Je n'ai malheureusement pas pu tout voir de la filmographie de Christopher Nolan. Pourtant, Memento, Insomnia, Batman Begins et désormais Inception ne font que confirmer tout le bien que je pense du metteur en scène britannique. Bien sûr en dix ans l'Amérique est passée par là pour attirer le prodige, de plus gros budgets, moins de libertés artistiques? Peut-être mais il parvient néanmoins à imposer sa griffe dans des productions très calibrées en misant sur ses propres scénarios ou ceux de son frère. Et pour son dernier opus, il en est aussi l'un des producteurs. Toujours est-il que Nolan est un très grand. Pourrait-il s'adonner à un autre genre après le thriller, l'adaptation de comics et la SF en dernier lieu ? Il en a sûrement le potentiel, dans ses films en effet le drame n'est jamais loin, il y a de la profondeur derrière des intrigues renversantes et une mise en scène à chaque fois d'une grande force.
Dans Inception il joue encore avec nos nerfs, le spectateur se perd entre rêve et réalité dans ce labyrinthe gigantesque, surtout quand les rêves s'emboîtent jusqu'au troisième voire quatrième niveau. Aucun temps mort pendant près de 2h30 malgré quelques scènes au ralenti, références à Matrix, qui avec d'autres passeraient pour grotesques alors qu'ici elles sont cohérentes.
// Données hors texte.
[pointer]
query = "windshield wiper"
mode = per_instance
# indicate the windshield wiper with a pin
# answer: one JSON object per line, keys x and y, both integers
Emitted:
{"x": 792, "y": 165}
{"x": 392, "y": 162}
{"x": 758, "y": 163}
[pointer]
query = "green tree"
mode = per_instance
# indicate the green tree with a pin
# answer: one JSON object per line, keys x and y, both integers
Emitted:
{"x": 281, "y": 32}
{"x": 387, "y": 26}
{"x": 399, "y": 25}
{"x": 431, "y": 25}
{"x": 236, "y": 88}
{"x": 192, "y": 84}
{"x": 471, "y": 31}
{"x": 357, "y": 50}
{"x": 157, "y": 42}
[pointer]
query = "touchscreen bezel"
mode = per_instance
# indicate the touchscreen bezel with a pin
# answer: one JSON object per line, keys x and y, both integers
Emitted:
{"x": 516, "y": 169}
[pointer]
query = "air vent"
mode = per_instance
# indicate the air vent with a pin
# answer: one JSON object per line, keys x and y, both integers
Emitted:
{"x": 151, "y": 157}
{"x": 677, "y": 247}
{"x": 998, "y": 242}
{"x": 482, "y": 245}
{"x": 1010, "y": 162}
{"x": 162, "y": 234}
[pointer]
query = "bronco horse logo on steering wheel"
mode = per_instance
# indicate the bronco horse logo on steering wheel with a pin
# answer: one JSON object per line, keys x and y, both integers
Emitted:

On se fait balader, on s'accroche, on croit avoir compris le stratagème quand soudain... On sort de la salle avec de nombreuses interrogations et des interprétations bancales. Comme pour Mémento plusieurs séances s'imposent. Ce qui compte c'est le voyage pas la destination, ce faiseur d'histoires le sait pertinemment.
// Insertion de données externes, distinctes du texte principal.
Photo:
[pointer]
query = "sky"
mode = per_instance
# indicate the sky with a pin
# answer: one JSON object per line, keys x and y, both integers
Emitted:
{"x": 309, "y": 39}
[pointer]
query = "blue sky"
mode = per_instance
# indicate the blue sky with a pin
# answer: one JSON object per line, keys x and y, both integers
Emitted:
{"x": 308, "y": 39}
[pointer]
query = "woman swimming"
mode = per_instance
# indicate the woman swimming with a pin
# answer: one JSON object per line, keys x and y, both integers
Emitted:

Avec des acteurs éblouissants, mentions à l'égard de la ravissante Ellen Page qui confirme le talent entrevu dans Juno, de Joseph Gordon-Levitt, qui crevait l'écran dans Mysterious Skin, et du couple DiCaprio-Cotillard que j'aimerais bien revoir réuni sur une plus longue durée.
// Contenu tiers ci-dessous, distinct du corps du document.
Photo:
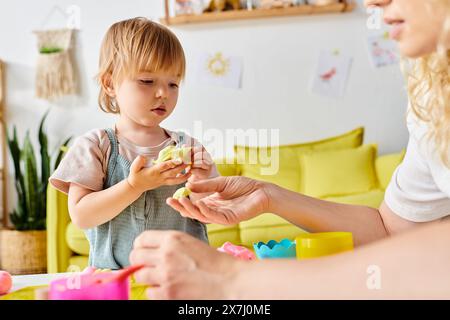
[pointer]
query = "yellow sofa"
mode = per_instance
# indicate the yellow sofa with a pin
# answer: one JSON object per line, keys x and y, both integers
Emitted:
{"x": 338, "y": 169}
Un seul reproche à adresser à ce maître de l'illusion : l'utilisation récurrente d'une chanson française qui ne date pas d'hier, à l'instar de la série Lost qui utilisait La mer de Trénet. J'adore Non, je ne regrette rien, immortalisée par Piaf, mais ça remonte à 1960 quand même.
Si j'admets que la culture française s'exporte moins bien actuellement et que les hommages au patrimoine font toujours plaisir, il n'en reste pas moins qu'à un moment donné d'autres trésors plus récents méritent d'être mis en avant, ou au moins de coexister avec des classiques, Internet en est un des vecteurs. Seule marque passéiste d'une oeuvre à la modernité réjouissante qui allie parfaitement effets spéciaux propres à une grosse production, rebondissements et psychologie des personnages.
p.s : Grâce au film, la toupie reviendra-t-elle à la mode ?
" Chanter, c'est lancer des balles/ Des ballons qu'on tape/ Pour que quelqu'un les attrape"
Alain Souchon, Chanter, C'est lancer des balles.